Garry Wills has argued that Jefferson did not take the phrase from Locke and that it was indeed meant to be a standard by which governments should be judged. Wills suggests Adam Ferguson as a good guide to what Jefferson had in mind: "If, in reality, courage and a heart devoted to the good of mankind are the constituents of human felicity, the kindness which is done infers a happiness in the person from whom it proceeds, not in him on whom it is bestowed; and the greatest good which men possessed of fortitude and generosity can procure to their fellow creatures is a participation of this happy character. If this be the good of the individual, it is likewise that of mankind; and virtue no longer imposes a task by which we are obliged to bestow upon others that good from which we ourselves refrain; but supposes, in the highest degree, as possessed by ourselves, that state of felicity which we are required to promote in the world."

The 17th-century cleric and philosopher Richard Cumberland wrote that promoting the well-being of our fellow humans is essential to the "pursuit of our own happiness". Locke never associated natural rights with happiness, but his philosophical opponent Gottfried Wilhelm Leibniz made such an association in the introduction to his Codex Iuris Gentium. William Wollaston's The Religion of Nature Delineated describes the "truest definition" of "natural religion" as being "The pursuit of happiness by the practice of reason and truth". An English translation of Jean-Jacques Burlamaqui's Principles of Natural and Politic Law prepared in 1763 extolled the "noble pursuit" of "true and solid happiness" in the opening chapter discussing natural rights. Historian Jack Rakove posits Burlamaqui as a source in addition to Locke as inspiration for Jefferson's phrase.

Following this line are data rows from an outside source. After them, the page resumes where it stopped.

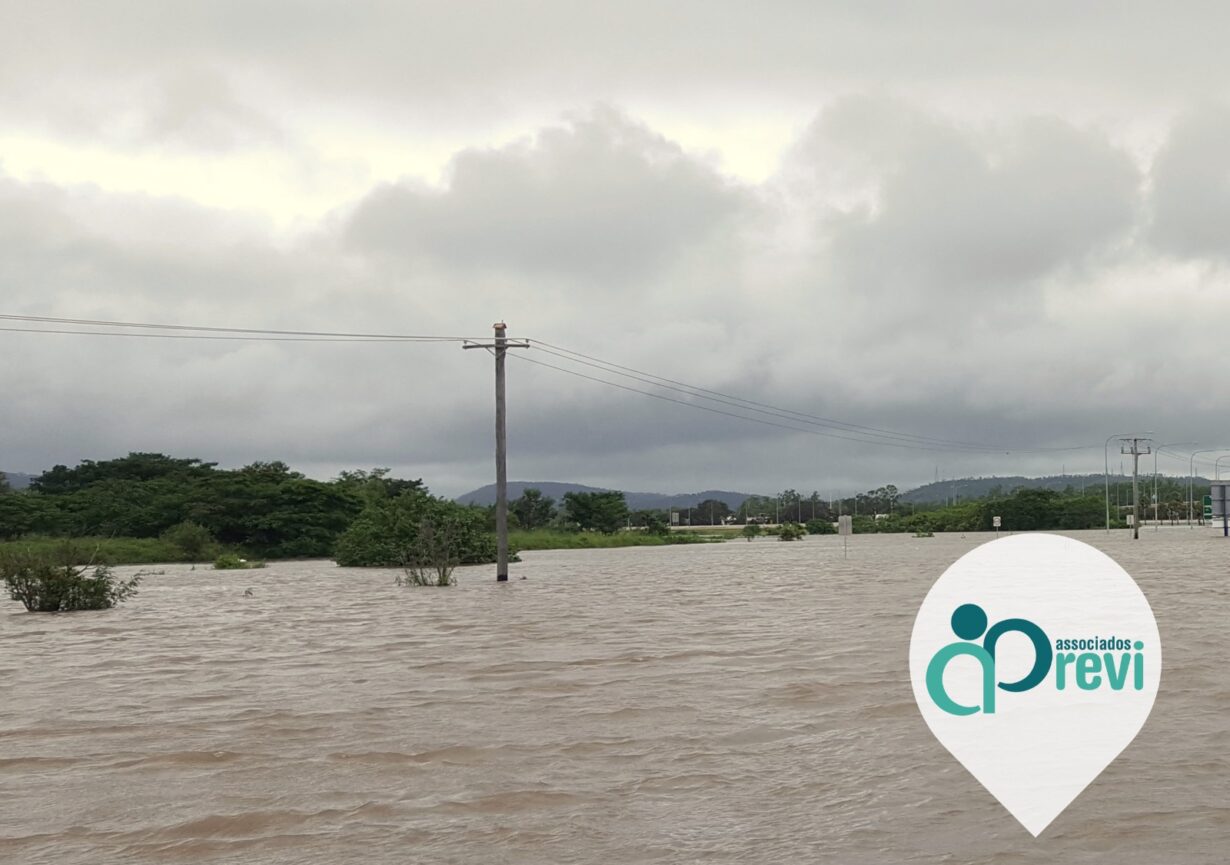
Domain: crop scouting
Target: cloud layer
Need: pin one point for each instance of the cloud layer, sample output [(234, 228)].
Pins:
[(1010, 276)]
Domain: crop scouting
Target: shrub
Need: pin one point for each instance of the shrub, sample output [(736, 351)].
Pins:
[(229, 561), (791, 532), (54, 583), (192, 539), (417, 530)]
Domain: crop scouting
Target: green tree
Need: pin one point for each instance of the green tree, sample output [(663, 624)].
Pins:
[(597, 511), (417, 530), (54, 583), (192, 539), (710, 512), (533, 510), (22, 513)]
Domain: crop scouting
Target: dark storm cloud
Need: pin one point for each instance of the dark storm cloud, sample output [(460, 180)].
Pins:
[(600, 197), (961, 257)]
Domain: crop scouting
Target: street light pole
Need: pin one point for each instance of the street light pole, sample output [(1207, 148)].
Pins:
[(1191, 479), (1217, 466), (1106, 473), (1156, 502)]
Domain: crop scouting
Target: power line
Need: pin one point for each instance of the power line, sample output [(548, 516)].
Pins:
[(728, 414), (256, 331), (864, 432), (204, 336)]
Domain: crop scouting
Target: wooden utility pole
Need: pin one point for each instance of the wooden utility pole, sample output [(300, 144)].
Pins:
[(1135, 487), (501, 347)]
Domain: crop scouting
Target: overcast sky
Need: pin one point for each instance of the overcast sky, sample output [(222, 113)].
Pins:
[(999, 225)]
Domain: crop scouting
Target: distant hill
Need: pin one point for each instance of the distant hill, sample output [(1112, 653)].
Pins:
[(17, 480), (636, 501), (978, 487)]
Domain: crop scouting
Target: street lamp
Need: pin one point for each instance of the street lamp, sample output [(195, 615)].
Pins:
[(1156, 502), (1217, 470), (1191, 479), (1106, 473)]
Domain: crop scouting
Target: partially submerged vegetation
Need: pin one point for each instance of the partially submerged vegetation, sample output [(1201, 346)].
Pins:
[(59, 582), (229, 561), (146, 508)]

Another possible source for the phrase is in the Commentaries on the Laws of England published by Sir William Blackstone, from 1765 to 1769, which are often cited in the laws of the United States. Blackstone argues that God 'has so intimately connected, so inseparably interwoven the laws of eternal justice with the happiness of each individual, that the latter cannot be attained but by observing the former; and, if the former be punctually obeyed, it cannot but induce the latter. In consequence of which mutual connection of justice and human felicity, he has not perplexed the law of nature with a multitude of abstracted rules and precepts, referring merely to the fitness or unfitness of things, as some have vainly surmised; but has graciously reduced the rule of obedience to this one paternal precept, “that man should pursue his own true and substantial happiness.” This is the foundation of what we call ethics, or natural law.'

== Comparable mottos worldwide ==
The phrase is similar to a line in the Canadian Charter of Rights: "life, liberty, security of the person" (this line was also in the older Canadian Bill of Rights, which added "enjoyment of property" to the list).

The phrase can also be found in Chapter III, Article 13 of the 1947 Constitution of Japan, Chapter II, Article 10 of the 1987 Constitution of South Korea, and in President Ho Chi Minh's 1945 declaration of independence of the Democratic Republic of Vietnam. An alternative phrase "life, liberty, and property", is found in the Declaration of Colonial Rights, a resolution of the First Continental Congress.

The Fifth Amendment and Fourteenth Amendment to the United States Constitution declare that governments cannot deprive any person of "life, liberty, or property" without due process of law. Also, Article 3 of the 1948 United Nations Universal Declaration of Human Rights reads, "Everyone has the right to life, liberty, and security of person".